Chelsea a bien poussé en fin de match… Notons aussi le récital d'un Kanté omniprésent à la récupération, dans ce rôle de personnage secondaire mais précieux qui lui sied si bien. Tout cela, et quelque supplément d'âme si difficile à décrire, a permis à Leicester de (se) rappeler assez vite pourquoi cette bande trônait en tête de Premier League. De son côté, Chelsea a peiné, à l'image d'un Hazard impuissant puis sorti sur blessure, d'un Oscar et d'un Azpilicueta transparents ou d'un Terry totalement hors-sujet. Il y a bien eu, toutefois, une fin de match plus indécise, où le réajustement offensif de Mourinho et la fatigue de Leicester ont permis à Rémy, entré à l'heure de jeu, de réduire le score d'une tête bien placée (77e). Mais les supporters des Foxes n'ont pas tremblé longtemps. Ils ont vibré, plutôt. Cela fait tellement plus de bien.

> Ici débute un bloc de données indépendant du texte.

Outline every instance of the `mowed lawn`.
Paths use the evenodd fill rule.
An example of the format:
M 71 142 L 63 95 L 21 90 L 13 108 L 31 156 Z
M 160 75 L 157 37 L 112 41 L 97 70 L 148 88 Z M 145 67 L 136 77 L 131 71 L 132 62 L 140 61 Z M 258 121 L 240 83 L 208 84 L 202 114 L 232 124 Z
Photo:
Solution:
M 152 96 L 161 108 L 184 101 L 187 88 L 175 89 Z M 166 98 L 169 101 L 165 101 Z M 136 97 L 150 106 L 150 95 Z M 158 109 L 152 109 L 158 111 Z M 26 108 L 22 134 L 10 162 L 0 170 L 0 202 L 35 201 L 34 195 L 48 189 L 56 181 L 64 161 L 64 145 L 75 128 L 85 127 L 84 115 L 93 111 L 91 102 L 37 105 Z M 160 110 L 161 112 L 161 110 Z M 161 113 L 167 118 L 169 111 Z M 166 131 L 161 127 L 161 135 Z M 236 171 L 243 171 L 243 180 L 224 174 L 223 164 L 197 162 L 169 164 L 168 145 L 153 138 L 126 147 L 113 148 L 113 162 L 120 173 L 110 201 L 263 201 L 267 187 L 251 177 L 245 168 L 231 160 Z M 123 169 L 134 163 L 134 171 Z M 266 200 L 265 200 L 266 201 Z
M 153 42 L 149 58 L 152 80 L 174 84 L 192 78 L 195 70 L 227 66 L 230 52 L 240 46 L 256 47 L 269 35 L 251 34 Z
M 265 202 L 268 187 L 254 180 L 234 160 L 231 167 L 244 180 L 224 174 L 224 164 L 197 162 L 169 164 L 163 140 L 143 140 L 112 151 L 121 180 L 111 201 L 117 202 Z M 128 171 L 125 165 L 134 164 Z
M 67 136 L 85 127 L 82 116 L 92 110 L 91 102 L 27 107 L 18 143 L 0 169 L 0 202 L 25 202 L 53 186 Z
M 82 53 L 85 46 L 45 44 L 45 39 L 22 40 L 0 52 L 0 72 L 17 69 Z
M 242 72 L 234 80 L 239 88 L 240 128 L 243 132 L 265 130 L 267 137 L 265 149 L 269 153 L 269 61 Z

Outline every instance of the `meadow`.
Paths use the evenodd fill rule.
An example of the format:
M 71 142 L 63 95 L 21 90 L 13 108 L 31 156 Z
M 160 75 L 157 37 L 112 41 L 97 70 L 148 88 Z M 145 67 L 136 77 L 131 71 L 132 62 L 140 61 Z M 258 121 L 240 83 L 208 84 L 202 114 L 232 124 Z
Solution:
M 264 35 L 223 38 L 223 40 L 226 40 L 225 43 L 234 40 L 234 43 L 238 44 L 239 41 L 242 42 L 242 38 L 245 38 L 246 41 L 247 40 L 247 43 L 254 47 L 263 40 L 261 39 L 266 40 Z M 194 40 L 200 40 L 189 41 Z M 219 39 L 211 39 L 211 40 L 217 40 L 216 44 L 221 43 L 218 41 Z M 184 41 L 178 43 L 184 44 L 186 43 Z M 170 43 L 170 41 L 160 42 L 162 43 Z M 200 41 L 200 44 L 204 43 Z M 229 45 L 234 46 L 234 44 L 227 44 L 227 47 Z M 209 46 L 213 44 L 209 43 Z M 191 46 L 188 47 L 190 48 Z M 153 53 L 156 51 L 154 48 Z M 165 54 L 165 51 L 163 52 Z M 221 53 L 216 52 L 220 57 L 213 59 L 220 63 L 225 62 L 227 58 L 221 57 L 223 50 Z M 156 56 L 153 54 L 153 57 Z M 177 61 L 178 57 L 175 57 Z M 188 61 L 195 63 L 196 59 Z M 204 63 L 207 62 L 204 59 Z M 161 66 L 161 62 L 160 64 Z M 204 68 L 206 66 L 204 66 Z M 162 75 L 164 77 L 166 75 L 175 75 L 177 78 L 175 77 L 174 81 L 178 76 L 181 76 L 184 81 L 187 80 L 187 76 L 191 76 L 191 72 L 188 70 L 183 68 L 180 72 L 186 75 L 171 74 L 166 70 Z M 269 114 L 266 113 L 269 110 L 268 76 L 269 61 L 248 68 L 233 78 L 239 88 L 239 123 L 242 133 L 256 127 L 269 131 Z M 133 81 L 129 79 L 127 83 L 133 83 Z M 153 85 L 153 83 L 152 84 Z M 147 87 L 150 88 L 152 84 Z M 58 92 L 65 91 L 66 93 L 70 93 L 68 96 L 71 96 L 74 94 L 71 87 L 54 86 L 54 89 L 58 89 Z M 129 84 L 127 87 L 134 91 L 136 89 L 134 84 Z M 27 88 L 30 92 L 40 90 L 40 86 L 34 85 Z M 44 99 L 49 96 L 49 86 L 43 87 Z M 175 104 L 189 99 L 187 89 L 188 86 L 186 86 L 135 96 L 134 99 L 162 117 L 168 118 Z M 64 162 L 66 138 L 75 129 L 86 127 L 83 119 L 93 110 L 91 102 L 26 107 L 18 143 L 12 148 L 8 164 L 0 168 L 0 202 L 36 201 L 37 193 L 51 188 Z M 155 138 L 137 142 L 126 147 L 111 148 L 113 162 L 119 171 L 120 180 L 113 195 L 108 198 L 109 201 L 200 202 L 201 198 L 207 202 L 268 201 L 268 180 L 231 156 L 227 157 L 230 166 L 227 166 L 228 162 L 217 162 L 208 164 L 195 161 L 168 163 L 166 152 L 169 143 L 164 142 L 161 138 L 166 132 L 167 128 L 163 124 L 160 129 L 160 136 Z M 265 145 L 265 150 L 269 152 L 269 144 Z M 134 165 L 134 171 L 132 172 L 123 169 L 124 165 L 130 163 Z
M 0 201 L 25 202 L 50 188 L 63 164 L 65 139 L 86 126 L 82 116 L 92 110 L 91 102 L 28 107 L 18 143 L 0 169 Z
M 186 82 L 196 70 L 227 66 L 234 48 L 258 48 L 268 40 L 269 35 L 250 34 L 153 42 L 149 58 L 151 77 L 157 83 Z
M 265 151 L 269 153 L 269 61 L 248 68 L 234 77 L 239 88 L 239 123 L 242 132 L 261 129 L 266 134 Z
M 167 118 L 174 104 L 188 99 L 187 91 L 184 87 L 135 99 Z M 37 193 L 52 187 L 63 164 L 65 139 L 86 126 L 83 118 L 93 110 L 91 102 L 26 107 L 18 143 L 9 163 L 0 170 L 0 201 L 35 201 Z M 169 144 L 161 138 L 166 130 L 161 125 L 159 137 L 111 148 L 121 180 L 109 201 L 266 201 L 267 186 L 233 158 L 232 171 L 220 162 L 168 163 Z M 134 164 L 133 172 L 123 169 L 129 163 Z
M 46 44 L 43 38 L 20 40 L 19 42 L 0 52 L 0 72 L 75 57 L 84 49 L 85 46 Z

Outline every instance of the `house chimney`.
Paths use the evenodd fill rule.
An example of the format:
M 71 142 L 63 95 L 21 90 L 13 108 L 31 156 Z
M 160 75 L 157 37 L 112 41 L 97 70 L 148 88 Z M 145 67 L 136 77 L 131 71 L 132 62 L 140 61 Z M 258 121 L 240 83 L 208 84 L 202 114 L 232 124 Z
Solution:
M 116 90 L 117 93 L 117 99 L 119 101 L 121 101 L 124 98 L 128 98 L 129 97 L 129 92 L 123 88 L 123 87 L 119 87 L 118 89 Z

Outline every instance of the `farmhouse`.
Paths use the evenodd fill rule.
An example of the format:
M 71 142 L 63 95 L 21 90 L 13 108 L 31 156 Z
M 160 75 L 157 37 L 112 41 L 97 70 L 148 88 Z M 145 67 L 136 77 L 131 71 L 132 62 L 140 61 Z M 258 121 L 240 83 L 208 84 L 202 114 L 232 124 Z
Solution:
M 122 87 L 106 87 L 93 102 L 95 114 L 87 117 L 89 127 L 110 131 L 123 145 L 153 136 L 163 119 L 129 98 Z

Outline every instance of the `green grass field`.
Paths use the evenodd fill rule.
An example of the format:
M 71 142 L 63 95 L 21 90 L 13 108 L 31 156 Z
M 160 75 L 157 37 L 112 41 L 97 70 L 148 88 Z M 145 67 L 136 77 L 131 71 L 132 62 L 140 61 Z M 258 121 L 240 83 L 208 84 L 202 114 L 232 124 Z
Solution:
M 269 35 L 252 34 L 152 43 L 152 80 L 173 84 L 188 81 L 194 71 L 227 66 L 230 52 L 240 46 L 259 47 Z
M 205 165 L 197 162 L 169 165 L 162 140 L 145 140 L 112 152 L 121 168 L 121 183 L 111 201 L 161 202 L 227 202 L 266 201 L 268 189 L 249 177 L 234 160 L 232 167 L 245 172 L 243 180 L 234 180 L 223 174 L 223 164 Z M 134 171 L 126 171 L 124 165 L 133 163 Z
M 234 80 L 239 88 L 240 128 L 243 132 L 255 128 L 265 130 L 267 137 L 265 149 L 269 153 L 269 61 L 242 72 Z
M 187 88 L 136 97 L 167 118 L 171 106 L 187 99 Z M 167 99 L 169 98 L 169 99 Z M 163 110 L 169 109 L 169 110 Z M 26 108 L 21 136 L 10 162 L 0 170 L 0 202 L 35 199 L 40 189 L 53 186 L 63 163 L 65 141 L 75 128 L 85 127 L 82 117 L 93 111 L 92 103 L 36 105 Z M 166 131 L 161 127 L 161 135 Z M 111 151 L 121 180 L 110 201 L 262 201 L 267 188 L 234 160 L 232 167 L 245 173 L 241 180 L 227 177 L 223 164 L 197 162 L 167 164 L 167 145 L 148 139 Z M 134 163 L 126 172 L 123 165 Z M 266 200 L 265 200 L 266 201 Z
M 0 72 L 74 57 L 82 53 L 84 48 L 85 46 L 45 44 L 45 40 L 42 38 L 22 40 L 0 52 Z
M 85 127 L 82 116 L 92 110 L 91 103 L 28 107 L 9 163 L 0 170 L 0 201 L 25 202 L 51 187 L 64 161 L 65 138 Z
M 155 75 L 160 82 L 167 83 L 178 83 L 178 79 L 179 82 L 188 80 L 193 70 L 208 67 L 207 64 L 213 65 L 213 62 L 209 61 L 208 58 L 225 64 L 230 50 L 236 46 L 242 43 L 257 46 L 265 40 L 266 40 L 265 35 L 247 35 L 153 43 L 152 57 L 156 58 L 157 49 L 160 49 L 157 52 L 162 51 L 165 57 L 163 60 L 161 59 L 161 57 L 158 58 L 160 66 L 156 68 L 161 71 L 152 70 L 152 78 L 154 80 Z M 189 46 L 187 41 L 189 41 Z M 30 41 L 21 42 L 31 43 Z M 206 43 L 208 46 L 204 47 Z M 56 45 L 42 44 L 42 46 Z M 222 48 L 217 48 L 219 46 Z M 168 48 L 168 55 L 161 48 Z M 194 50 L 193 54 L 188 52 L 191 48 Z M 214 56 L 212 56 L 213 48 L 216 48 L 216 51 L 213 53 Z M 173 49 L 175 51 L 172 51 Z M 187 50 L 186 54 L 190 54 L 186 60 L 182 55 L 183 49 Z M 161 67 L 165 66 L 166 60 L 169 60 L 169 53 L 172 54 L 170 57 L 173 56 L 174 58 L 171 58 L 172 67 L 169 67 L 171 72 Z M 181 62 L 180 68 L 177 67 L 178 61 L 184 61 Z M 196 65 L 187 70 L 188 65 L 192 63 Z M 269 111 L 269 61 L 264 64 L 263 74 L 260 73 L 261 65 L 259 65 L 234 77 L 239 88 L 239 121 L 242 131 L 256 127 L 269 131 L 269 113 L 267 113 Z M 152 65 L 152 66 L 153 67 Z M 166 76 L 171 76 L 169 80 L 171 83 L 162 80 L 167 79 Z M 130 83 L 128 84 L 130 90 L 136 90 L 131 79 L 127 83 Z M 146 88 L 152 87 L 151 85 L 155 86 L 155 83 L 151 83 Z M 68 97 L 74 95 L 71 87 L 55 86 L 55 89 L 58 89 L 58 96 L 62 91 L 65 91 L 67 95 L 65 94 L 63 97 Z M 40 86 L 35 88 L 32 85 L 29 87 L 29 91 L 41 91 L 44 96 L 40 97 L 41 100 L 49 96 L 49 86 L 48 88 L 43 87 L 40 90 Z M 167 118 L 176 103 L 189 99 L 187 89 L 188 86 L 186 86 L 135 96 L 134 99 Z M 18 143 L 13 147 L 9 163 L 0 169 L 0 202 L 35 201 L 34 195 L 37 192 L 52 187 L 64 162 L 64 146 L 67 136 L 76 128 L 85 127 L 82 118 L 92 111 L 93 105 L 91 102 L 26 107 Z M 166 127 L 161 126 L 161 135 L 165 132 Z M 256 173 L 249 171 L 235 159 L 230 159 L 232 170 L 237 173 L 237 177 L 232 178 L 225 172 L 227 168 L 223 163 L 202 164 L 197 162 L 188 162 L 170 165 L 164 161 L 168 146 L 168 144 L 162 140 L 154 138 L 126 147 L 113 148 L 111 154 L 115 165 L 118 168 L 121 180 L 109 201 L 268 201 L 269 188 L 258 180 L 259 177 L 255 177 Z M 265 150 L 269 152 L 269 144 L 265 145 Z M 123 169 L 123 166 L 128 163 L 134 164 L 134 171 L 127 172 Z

Mourinho : "J'ai l'impression qu'on a trahi mon travail" Après la défaite de son équipe sur la pelouse de Leicester (2-1), José Mourinho a réalisé une sortie tonitruante en conférence de presse. Le manager de Chelsea s'en est pris au niveau de ses joueurs, qu'il avait pris l'habitude de protéger dans la tourmente. Le dernier coup de José Mourinho ? Après la défaite des Blues sur la pelouse de Leicester (2-1) lundi, l'entraîneur de Chelsea a surpris en s'en prenant de façon très directe à ses joueurs, coupables selon lui d'une performance indigente face aux Foxes. "C'est dur à voir, quand certains de vos joueurs n'atteignent pas le niveau qu'ils peuvent avoir, a expliqué Mourinho. L'an passé, je les ai tirés à un niveau incroyable. Ce niveau était peut-être supérieur à leur niveau moyen...."

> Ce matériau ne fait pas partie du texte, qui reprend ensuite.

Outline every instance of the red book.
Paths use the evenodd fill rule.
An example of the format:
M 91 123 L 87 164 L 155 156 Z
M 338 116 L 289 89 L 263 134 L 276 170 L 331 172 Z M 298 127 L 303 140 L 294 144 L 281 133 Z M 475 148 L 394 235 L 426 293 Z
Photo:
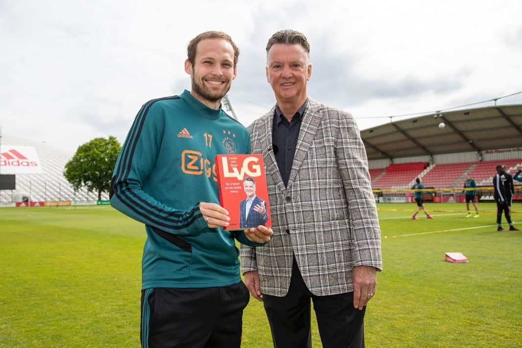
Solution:
M 229 212 L 223 230 L 270 227 L 270 204 L 262 154 L 216 156 L 219 202 Z

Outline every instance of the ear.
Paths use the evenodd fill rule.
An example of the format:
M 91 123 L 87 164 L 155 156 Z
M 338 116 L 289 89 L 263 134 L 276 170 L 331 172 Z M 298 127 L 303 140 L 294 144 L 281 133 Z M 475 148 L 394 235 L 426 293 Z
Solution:
M 185 72 L 189 75 L 192 75 L 192 63 L 188 59 L 185 60 Z

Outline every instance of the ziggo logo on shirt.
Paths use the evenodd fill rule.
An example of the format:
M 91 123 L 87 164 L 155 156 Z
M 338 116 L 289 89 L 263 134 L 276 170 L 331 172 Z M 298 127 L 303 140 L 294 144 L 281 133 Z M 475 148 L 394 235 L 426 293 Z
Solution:
M 181 170 L 185 174 L 192 175 L 205 175 L 207 177 L 212 176 L 214 181 L 218 181 L 216 163 L 204 158 L 199 151 L 185 150 L 181 153 Z

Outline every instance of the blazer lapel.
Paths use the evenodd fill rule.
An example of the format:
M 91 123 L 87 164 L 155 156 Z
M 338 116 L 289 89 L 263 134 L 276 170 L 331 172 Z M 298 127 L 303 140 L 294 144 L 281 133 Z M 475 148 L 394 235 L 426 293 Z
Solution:
M 275 106 L 272 108 L 268 114 L 266 114 L 262 127 L 263 131 L 261 135 L 261 144 L 263 149 L 263 160 L 265 162 L 265 167 L 267 174 L 272 176 L 272 179 L 276 183 L 277 188 L 281 191 L 284 191 L 284 184 L 283 178 L 281 177 L 281 173 L 277 166 L 276 161 L 276 156 L 274 154 L 274 149 L 272 146 L 272 129 L 274 123 L 274 113 L 275 112 Z
M 323 118 L 322 115 L 319 112 L 320 109 L 321 104 L 311 98 L 308 98 L 308 103 L 304 109 L 304 114 L 303 115 L 301 128 L 299 130 L 297 148 L 295 149 L 295 154 L 294 155 L 290 177 L 288 179 L 288 185 L 287 187 L 290 187 L 292 185 L 315 137 L 315 134 Z

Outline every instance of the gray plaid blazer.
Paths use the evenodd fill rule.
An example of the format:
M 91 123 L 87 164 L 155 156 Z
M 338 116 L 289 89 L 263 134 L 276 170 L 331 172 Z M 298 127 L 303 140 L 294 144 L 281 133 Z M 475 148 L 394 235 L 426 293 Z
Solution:
M 353 291 L 353 266 L 381 270 L 381 231 L 364 146 L 353 116 L 309 98 L 285 188 L 272 149 L 275 107 L 248 127 L 265 161 L 274 235 L 242 244 L 243 273 L 257 270 L 264 294 L 288 292 L 295 255 L 312 294 Z

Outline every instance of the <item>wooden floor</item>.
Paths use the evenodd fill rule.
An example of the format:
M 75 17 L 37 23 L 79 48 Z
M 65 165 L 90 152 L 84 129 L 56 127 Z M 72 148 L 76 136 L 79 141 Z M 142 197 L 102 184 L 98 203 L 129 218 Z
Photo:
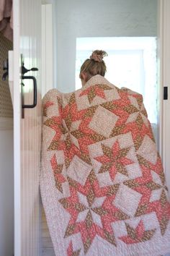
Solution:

"Pour le Big 4, c'est fini" Difficile toutefois, pour le technicien portugais, de comprendre les motifs de la 16e place de son équipe. "Cette saison, on est tellement mauvais pour une raison inconnue, a-t-il reconnu. Au quotidien à l'entraînement, je n'ai rien à reprocher à mes joueurs. Mais ce qu'ils font en match, cela n'a rien à voir et c'est très frustrant." Pointant du doigt les "difficultés claires" de Costa "dans la surface", Mourinho a aussi regretté les deux buts encaissés, sur des situations pourtant travaillées à l'entraînement selon lui. "J'ai l'impression qu'on a trahi mon travail, a-t-il asséné. Ces deux buts encaissés sont très difficiles à avaler. Pour retourner la situation, je ne connais qu'une seule méthode: travailler mais pour le Big 4, c'est fini, c'est sûr." Et pour Mourinho, plus en difficulté que jamais ce lundi ?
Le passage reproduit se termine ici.